Vanessa:  What the fresh hell? That looks like Jiffy Pop!

Rachel:  Well, it kinda does. But I wish you hadn’t said that out loud.

Terri (sighs):  No more Jiffy Pop in our future.

I realize that we’re starting to sound like toilet freaks at this point. But seriously, just watch the toilet flush video (yes, of course, we stood there and took one) and you’ll understand why it’s so fascinating.

Rachel:  Just one more thing. The foil lining is actually a cartridge, and there are about 12 in each set. When you see the line at the bottom of the toilet, call me, and I’ll come replace it for you. I’m here until about 2 a.m.

So now we’ve got a quandary. Have you ever tried to keep track of your flushes? Yeah, me neither. And I have to admit, it’s a little stressful. Even if you don’t have to go to the bathroom, you suddenly do when someone tells you that you have a limited number of chances…and leaves you wondering at 3 a.m. if you should spin that roulette wheel and use the bathroom, possibly leaving your roommate with no facilities, or hold it until you explode. The struggle is real.

Anyway, we finally pulled ourselves away from the toilet to go take photos of the lunar-like landscape, and then headed to the dining room for a delicious three-course, chef-prepared meal that included the choice of flat iron steak, Alaska sockeye salmon or Alaskan king crab as entrée options—no complaints here! Housed in a large yurt with floor-to-ceiling windows, the dining room was just as impressive as our dome/igloo/egg. There was also a lounge area with a fireplace and comfy sofas where guests could hang out and play games, read and use toilets that flushed without the benefit of Jiffy Pop linings.

A group of snow covered cabins on top of a hill.
Dining in the Yurt

Starry, Starry Night

That evening, we stretched out in our warm beds and looked up at the sky above us. The stars did not disappoint. The Big Dipper was center stage from our beds, and we watched numerous shooting stars in a sky that seemed to go on forever. We anxiously awaited the aurora borealis—and at one point, it started to rise.

Terri:  This view might even surpass the toilet.

Vanessa:  Unless you take into account that we may be eaten by a massive hawk because we’re sitting in an egg.

Terri: Hopefully, hawks don’t hunt at night.

Vanessa:  Or an alien might beam us up. We are sleeping in a pod.

Terri:  Please tell me that you’ll be asleep soon.

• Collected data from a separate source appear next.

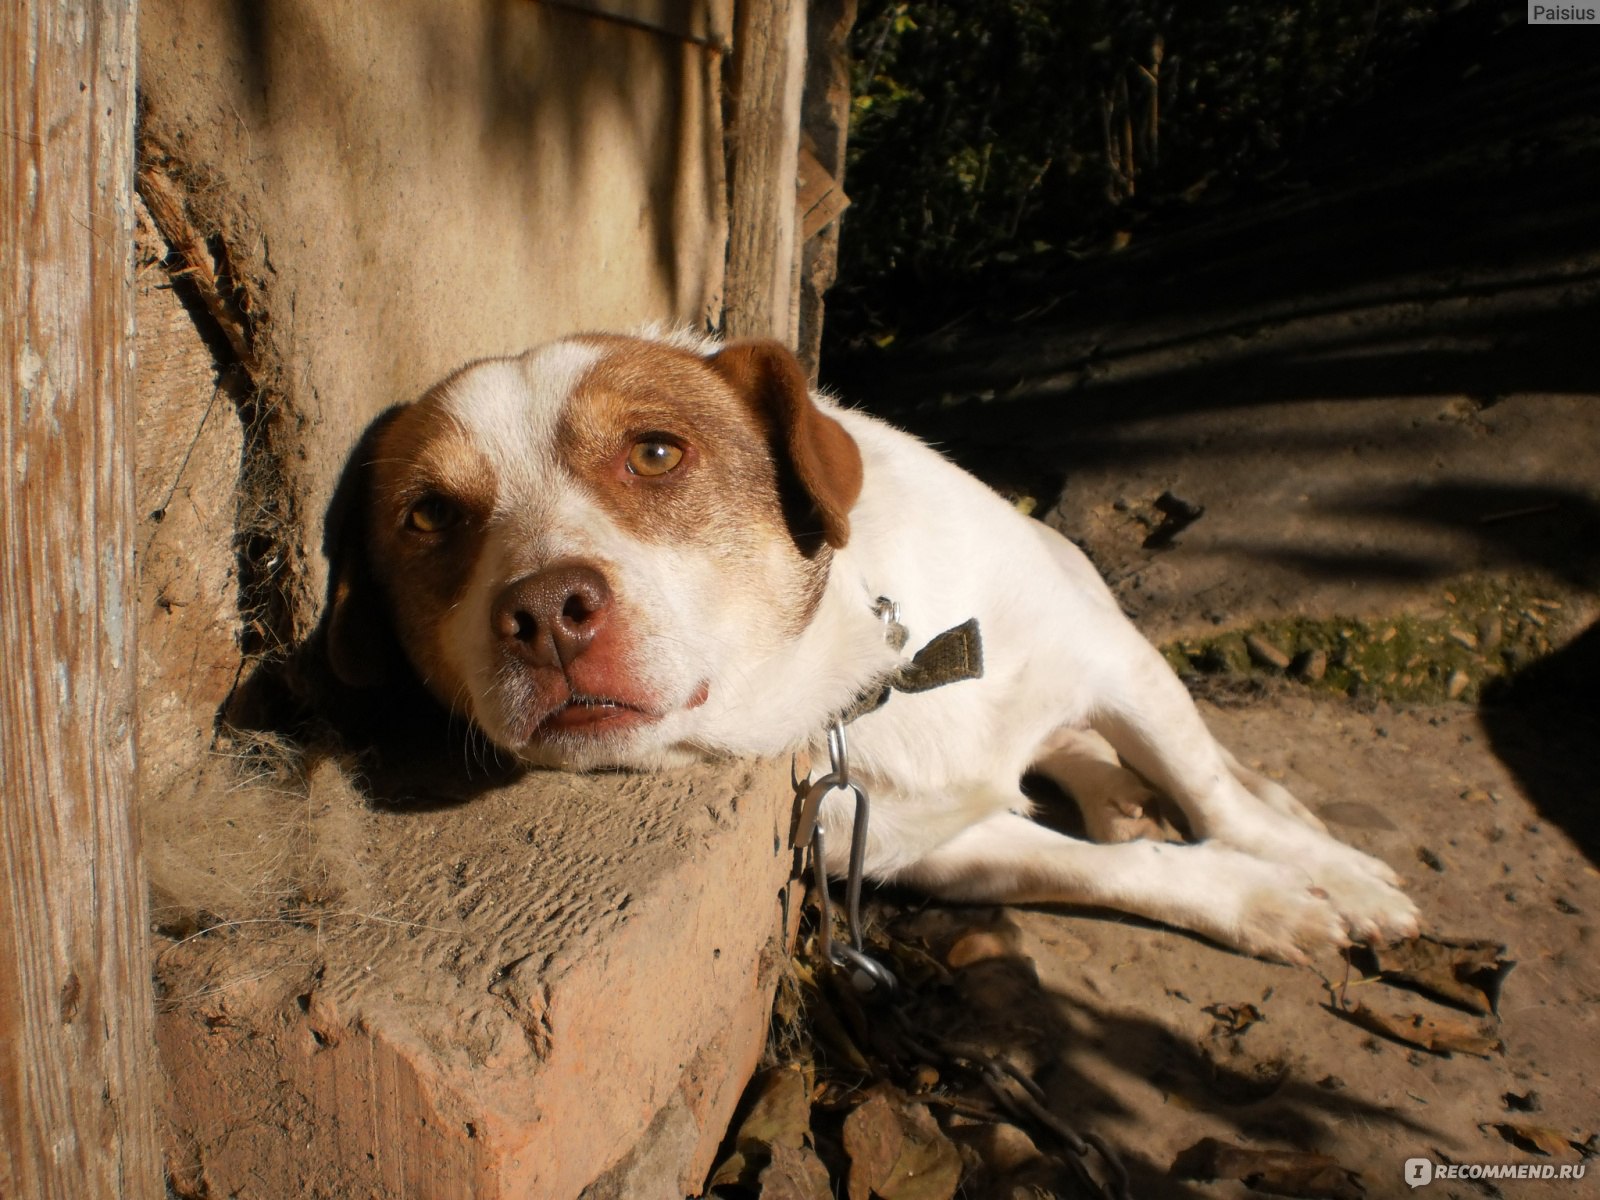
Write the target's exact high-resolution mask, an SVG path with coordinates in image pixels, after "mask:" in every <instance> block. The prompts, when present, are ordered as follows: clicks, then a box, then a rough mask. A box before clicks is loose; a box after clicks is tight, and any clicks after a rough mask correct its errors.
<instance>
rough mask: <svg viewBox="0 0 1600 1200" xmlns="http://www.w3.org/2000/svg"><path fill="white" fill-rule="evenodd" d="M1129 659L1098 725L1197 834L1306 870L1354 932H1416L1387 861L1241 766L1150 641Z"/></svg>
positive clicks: (1254, 854) (1134, 650) (1103, 702)
mask: <svg viewBox="0 0 1600 1200" xmlns="http://www.w3.org/2000/svg"><path fill="white" fill-rule="evenodd" d="M1125 662H1126V670H1125V674H1123V675H1122V677H1120V680H1118V683H1117V686H1114V688H1110V690H1107V691H1106V693H1104V694H1101V696H1099V698H1098V706H1096V712H1094V715H1093V717H1091V725H1093V728H1094V731H1096V733H1099V734H1101V736H1104V738H1106V741H1109V742H1110V746H1112V747H1114V749H1115V750H1117V754H1118V755H1120V757H1122V760H1123V762H1125V763H1128V766H1131V768H1133V770H1134V771H1138V773H1139V774H1141V776H1144V778H1146V779H1149V781H1150V784H1152V786H1154V787H1155V789H1157V790H1160V792H1162V794H1163V795H1166V797H1170V798H1171V800H1173V802H1174V803H1178V806H1179V808H1182V811H1184V816H1186V818H1187V819H1189V827H1190V830H1192V832H1194V835H1195V837H1198V838H1214V840H1218V842H1222V843H1227V845H1229V846H1234V848H1235V850H1242V851H1245V853H1246V854H1251V856H1256V858H1262V859H1270V861H1274V862H1282V864H1286V866H1294V867H1298V869H1299V870H1301V872H1304V874H1306V875H1309V877H1310V878H1312V882H1314V883H1315V885H1317V888H1318V890H1322V891H1323V893H1326V894H1328V899H1330V901H1331V904H1333V907H1334V909H1336V910H1338V912H1339V915H1341V917H1342V918H1344V923H1346V928H1347V930H1349V933H1350V934H1352V936H1355V938H1365V939H1394V938H1410V936H1414V934H1416V931H1418V912H1416V906H1414V904H1411V901H1410V899H1406V898H1405V894H1402V893H1400V891H1398V882H1400V880H1398V877H1397V875H1395V874H1394V870H1390V869H1389V866H1387V864H1384V862H1381V861H1378V859H1376V858H1373V856H1370V854H1363V853H1362V851H1358V850H1354V848H1352V846H1347V845H1344V843H1342V842H1336V840H1334V838H1331V837H1328V835H1326V834H1325V832H1322V830H1320V829H1318V826H1320V822H1317V821H1315V818H1312V816H1310V814H1309V813H1306V811H1304V808H1302V805H1299V802H1298V800H1294V798H1293V797H1290V795H1288V792H1286V790H1283V789H1280V787H1277V784H1272V782H1270V781H1267V779H1261V778H1259V776H1254V773H1250V771H1246V770H1245V768H1243V766H1240V765H1238V763H1237V762H1235V760H1234V758H1232V755H1229V754H1227V752H1226V750H1224V749H1222V747H1221V746H1218V742H1216V739H1213V738H1211V731H1210V730H1206V726H1205V722H1202V720H1200V714H1198V712H1197V710H1195V706H1194V701H1192V699H1190V698H1189V693H1187V691H1186V690H1184V685H1182V683H1181V682H1179V680H1178V677H1176V675H1173V672H1171V669H1168V666H1166V662H1165V661H1163V659H1162V656H1160V654H1158V653H1157V651H1155V650H1154V648H1152V646H1150V645H1149V643H1146V642H1144V640H1142V638H1130V645H1128V648H1126V656H1125ZM1242 778H1243V782H1242ZM1246 782H1253V784H1254V787H1250V786H1246ZM1259 792H1267V797H1266V798H1264V797H1262V795H1261V794H1259ZM1278 794H1282V795H1278Z"/></svg>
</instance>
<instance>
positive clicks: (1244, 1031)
mask: <svg viewBox="0 0 1600 1200" xmlns="http://www.w3.org/2000/svg"><path fill="white" fill-rule="evenodd" d="M1200 1011H1202V1013H1210V1014H1211V1016H1213V1018H1216V1026H1214V1027H1213V1029H1211V1034H1213V1035H1216V1034H1232V1035H1235V1037H1237V1035H1238V1034H1243V1032H1245V1030H1246V1029H1250V1027H1251V1026H1253V1024H1256V1022H1258V1021H1264V1019H1266V1018H1264V1016H1262V1013H1261V1010H1259V1008H1256V1006H1254V1005H1206V1006H1205V1008H1202V1010H1200Z"/></svg>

A view of the sky from underneath a plane.
Skyview from our Beds–waiting for nightfall!

The Elusive Aurora

The Northern Lights show up when they’re good and ready, so it’s common to ask for a wake-up call when they begin to show. We had just drifted off to sleep when my cellphone rang…you know the one that would do me absolutely no good when taking photos. #bitterpartyofone

Rachel: Hi, Terri! The aurora is starting!

Terri:  Excellent, thank you.

I hang up the phone and have no idea who that was or where I am. I mean, it’s not your typical hotel room since you open your eyes to look straight up into the sky.

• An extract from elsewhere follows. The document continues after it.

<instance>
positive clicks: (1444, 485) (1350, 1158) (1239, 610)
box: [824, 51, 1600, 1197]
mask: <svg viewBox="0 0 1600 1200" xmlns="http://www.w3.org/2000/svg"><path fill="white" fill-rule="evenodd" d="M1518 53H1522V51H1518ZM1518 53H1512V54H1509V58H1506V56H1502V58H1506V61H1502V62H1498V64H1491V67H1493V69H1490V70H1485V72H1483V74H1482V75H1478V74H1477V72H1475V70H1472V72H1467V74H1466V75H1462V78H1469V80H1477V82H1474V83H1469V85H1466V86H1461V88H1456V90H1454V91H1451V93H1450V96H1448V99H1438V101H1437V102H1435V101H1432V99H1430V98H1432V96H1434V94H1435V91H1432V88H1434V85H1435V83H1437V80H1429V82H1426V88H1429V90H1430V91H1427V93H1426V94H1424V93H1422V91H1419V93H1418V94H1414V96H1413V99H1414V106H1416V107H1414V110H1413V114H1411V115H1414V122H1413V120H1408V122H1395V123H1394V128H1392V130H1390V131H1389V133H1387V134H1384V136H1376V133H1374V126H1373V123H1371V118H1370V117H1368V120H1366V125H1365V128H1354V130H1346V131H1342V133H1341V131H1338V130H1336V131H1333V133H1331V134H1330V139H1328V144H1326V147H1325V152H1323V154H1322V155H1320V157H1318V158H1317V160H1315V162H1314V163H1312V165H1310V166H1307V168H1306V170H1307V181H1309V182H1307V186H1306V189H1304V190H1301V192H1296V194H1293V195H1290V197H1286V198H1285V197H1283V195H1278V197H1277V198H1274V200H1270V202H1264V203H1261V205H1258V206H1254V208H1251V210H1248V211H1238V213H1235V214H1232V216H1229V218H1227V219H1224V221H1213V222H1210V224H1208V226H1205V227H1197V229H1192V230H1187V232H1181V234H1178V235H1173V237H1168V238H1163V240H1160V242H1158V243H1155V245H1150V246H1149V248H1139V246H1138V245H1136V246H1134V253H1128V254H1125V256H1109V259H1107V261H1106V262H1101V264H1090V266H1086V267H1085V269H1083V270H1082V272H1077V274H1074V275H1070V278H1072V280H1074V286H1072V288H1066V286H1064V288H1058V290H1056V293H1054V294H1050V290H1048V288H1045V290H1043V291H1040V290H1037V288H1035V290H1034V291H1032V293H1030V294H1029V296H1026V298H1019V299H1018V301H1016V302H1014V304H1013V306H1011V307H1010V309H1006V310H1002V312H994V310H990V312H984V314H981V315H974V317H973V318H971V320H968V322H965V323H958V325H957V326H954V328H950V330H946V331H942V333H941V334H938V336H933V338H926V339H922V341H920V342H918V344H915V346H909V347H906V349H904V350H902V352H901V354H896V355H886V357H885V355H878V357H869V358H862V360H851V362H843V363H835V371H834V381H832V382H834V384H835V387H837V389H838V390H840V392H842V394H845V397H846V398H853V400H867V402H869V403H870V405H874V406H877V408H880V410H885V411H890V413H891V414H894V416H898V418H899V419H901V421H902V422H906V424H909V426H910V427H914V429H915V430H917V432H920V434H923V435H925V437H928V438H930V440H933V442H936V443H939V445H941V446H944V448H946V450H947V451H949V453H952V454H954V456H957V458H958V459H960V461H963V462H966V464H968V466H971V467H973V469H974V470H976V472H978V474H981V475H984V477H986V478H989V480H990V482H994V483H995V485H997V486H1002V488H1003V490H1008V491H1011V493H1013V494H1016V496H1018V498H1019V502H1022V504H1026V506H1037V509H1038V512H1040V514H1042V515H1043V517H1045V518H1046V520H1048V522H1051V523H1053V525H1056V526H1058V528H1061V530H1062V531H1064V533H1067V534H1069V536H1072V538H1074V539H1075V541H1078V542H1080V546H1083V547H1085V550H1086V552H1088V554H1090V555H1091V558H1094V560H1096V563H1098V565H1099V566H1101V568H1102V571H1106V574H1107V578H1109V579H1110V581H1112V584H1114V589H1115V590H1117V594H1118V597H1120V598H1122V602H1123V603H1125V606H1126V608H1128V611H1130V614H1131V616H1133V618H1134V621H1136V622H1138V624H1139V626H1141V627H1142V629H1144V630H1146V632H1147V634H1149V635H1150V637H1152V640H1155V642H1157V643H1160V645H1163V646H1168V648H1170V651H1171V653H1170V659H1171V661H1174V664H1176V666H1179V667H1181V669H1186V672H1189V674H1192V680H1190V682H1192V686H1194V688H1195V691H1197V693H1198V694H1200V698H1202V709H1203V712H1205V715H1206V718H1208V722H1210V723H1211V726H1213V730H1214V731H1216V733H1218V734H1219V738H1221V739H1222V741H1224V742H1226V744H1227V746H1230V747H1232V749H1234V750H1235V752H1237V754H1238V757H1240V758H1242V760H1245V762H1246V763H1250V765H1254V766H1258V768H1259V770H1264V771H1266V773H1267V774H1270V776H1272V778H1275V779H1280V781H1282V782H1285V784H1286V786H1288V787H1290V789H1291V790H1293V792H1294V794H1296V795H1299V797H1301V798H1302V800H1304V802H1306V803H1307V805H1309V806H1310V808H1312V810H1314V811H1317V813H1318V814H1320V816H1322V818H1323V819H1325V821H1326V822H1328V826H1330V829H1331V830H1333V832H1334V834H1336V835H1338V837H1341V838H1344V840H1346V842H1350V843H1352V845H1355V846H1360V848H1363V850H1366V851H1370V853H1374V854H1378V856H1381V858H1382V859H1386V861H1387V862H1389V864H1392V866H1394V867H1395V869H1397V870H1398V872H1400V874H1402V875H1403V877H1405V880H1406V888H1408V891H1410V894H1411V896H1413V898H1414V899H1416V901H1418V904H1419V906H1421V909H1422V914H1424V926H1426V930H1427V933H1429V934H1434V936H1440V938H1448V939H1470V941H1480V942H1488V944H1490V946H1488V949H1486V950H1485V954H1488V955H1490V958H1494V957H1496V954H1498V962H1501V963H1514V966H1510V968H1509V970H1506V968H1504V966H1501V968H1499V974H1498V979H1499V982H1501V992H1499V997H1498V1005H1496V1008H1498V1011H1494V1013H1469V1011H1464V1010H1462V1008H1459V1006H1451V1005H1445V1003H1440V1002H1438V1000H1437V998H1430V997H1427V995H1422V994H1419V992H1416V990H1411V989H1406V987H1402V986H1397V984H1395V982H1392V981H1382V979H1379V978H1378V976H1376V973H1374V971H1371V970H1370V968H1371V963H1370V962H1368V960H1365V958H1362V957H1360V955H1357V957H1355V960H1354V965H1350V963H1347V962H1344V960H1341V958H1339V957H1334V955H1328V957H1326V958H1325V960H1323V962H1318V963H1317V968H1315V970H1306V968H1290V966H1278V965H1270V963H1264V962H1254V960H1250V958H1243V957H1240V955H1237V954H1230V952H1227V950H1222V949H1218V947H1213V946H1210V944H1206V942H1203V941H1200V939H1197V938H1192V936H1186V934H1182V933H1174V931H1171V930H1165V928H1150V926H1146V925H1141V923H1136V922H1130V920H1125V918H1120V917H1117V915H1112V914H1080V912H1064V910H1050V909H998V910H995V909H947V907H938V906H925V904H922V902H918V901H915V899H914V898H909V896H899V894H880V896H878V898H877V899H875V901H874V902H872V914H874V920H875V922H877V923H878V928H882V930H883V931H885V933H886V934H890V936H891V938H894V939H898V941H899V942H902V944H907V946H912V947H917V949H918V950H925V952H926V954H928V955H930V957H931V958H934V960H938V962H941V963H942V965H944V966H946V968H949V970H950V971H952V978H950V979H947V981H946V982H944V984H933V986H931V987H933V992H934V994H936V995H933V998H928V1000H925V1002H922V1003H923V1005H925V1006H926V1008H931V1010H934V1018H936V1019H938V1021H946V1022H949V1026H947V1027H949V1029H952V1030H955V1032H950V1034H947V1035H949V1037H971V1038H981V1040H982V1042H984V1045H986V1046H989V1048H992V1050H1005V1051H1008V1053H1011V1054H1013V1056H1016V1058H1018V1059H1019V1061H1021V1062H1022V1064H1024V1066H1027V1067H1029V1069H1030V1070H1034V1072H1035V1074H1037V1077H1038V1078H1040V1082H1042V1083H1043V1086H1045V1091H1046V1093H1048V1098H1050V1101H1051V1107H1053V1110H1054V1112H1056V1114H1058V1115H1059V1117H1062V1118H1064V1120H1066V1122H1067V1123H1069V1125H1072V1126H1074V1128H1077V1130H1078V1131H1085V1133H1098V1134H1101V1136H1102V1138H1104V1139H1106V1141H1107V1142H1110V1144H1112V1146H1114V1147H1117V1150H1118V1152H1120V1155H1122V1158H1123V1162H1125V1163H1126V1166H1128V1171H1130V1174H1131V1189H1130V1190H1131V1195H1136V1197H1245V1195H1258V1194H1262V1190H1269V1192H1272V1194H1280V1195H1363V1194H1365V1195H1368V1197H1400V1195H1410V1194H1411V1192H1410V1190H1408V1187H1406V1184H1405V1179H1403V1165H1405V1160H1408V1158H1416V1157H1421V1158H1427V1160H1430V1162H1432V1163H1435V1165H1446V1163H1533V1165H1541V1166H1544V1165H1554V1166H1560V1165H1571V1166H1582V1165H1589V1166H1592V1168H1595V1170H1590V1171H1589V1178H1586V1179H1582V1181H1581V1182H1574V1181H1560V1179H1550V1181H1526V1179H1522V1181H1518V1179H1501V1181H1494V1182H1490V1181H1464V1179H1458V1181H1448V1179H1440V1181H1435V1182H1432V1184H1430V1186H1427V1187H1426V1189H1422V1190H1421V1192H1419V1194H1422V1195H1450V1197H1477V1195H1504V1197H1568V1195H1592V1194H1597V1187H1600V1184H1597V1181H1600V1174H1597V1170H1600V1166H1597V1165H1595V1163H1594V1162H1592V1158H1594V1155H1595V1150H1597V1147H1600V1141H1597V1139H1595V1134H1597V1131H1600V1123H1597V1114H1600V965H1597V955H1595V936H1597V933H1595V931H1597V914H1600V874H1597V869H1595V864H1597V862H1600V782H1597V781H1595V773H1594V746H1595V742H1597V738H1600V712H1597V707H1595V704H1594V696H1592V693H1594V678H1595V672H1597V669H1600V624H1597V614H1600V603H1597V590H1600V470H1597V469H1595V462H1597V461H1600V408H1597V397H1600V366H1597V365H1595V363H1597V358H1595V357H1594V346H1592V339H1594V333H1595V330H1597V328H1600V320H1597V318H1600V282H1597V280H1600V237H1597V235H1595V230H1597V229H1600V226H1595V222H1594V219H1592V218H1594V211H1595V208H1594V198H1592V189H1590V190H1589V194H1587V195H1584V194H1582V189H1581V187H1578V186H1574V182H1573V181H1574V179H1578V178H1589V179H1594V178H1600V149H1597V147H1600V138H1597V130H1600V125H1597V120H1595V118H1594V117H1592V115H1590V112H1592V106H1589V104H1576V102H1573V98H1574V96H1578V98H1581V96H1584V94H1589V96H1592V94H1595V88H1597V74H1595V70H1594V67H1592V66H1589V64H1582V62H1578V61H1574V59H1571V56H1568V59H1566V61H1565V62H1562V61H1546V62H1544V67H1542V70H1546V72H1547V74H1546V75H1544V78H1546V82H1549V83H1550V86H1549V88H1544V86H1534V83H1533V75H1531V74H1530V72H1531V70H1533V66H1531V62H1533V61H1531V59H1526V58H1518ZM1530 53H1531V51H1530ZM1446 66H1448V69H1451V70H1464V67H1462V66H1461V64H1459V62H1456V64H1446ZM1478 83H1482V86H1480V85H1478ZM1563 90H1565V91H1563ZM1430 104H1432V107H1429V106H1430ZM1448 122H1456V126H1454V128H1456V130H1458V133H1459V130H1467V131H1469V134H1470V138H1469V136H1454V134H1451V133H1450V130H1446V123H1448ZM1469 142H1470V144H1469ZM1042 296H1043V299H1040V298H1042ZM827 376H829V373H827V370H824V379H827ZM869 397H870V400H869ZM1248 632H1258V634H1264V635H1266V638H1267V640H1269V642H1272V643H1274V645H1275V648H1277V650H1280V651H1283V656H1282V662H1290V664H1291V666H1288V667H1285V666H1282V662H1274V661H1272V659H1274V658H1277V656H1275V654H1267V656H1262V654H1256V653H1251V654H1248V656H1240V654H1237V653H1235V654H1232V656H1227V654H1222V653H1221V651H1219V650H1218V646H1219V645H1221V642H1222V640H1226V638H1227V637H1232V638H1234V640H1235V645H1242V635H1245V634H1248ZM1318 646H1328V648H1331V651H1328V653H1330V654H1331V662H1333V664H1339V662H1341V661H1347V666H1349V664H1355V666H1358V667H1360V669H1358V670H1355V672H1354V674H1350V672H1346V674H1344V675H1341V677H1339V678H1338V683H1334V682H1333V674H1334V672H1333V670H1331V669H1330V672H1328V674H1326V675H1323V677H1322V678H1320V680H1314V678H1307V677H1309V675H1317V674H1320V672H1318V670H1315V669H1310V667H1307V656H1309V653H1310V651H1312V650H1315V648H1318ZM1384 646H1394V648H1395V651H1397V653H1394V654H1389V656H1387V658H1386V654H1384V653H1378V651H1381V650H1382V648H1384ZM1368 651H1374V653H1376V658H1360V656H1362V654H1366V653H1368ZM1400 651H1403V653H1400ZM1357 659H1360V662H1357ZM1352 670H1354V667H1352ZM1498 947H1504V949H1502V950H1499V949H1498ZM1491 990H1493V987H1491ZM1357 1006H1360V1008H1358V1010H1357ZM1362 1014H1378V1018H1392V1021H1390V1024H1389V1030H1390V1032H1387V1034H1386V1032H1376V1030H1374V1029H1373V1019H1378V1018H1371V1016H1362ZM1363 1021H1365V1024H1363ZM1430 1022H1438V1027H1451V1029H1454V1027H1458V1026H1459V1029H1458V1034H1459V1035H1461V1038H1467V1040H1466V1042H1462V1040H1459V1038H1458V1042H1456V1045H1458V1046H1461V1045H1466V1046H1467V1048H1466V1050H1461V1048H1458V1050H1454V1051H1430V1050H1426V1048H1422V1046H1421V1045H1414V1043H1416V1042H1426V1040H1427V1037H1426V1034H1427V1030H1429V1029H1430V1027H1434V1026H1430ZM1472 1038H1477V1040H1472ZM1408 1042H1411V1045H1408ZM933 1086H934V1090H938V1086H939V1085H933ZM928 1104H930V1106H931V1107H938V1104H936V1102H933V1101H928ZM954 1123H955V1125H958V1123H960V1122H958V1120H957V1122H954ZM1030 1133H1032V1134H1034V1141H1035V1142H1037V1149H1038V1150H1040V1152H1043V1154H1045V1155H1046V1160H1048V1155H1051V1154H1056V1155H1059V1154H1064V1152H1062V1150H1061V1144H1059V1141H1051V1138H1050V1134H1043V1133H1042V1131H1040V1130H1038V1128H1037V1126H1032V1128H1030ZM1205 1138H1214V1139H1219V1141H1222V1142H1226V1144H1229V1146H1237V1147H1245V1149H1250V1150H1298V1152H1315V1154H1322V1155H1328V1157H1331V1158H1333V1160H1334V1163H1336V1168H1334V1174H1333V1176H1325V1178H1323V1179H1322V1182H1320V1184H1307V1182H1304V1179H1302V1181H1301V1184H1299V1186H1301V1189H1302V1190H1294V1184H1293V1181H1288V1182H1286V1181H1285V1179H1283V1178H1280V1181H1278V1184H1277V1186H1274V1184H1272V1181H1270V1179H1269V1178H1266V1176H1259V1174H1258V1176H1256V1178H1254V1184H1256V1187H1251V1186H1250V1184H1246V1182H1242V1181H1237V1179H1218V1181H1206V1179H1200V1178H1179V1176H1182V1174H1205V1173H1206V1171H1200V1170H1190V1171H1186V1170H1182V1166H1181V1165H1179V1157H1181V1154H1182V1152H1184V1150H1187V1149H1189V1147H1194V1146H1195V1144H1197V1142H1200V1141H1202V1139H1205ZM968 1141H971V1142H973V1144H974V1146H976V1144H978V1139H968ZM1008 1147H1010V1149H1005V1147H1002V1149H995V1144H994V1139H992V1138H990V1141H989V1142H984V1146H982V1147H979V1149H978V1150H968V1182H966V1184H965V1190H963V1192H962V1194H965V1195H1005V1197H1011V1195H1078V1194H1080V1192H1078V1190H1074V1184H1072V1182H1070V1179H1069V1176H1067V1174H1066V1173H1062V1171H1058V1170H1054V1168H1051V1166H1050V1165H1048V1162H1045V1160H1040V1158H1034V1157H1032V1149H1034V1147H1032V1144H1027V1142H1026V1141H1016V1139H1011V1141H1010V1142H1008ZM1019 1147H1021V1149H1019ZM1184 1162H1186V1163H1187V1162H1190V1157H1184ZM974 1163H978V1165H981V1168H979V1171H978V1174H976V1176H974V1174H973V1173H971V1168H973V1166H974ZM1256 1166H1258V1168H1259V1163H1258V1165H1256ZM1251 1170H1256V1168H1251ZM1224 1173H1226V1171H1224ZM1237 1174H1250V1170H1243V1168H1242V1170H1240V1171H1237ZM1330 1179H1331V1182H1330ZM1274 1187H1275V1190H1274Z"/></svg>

Vanessa:  You look confused.

Terri:  Because I’m in an egg in Alaska. Waking up at 2 a.m. to see the sky change color. Because that makes perfect sense, right?

Vanessa:  Some people are just not morning people.

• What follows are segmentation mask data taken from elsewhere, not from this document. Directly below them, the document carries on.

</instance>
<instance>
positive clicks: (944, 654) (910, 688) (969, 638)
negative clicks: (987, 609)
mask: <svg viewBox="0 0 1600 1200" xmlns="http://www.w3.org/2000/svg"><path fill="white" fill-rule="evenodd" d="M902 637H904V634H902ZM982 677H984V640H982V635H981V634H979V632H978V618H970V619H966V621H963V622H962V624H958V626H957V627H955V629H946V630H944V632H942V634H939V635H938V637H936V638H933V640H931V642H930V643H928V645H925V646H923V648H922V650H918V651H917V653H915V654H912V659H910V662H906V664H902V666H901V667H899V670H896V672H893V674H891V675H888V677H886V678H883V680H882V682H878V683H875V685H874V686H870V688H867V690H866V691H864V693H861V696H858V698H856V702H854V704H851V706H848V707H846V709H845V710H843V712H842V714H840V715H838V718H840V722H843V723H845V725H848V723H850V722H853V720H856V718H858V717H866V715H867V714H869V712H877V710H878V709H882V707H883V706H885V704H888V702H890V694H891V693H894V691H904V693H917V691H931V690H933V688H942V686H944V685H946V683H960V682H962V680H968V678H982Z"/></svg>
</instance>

We watched, waited and eventually began to see a little bit of light rising above the horizon. Vanessa ran outside numerous times to try to get photos, only once making the mistake of going out in her long underwear without remembering to put on pants.

Alas, a brilliant aurora wasn’t in the stars for us that night. (See what I did there? ) However, we did spend a night sleeping under the stars, in a dome/igloo/egg-pod, possibly on the moon with a dry flush toilet that still had cartridges available for use. It really doesn’t get any better than that.

A group of snow covered cabins on top of a hill.
Off-grid & Loving It! Or as our friend, Sue said: “You’ve Hatched!”

If You Go:

Reserve early because the Borealis Basecamp has approximately 95 percent occupancy during aurora season from August 21st through April 21st.  In addition to viewing the night sky, other activities are available that include sled dog rides, snow machining and walking tours.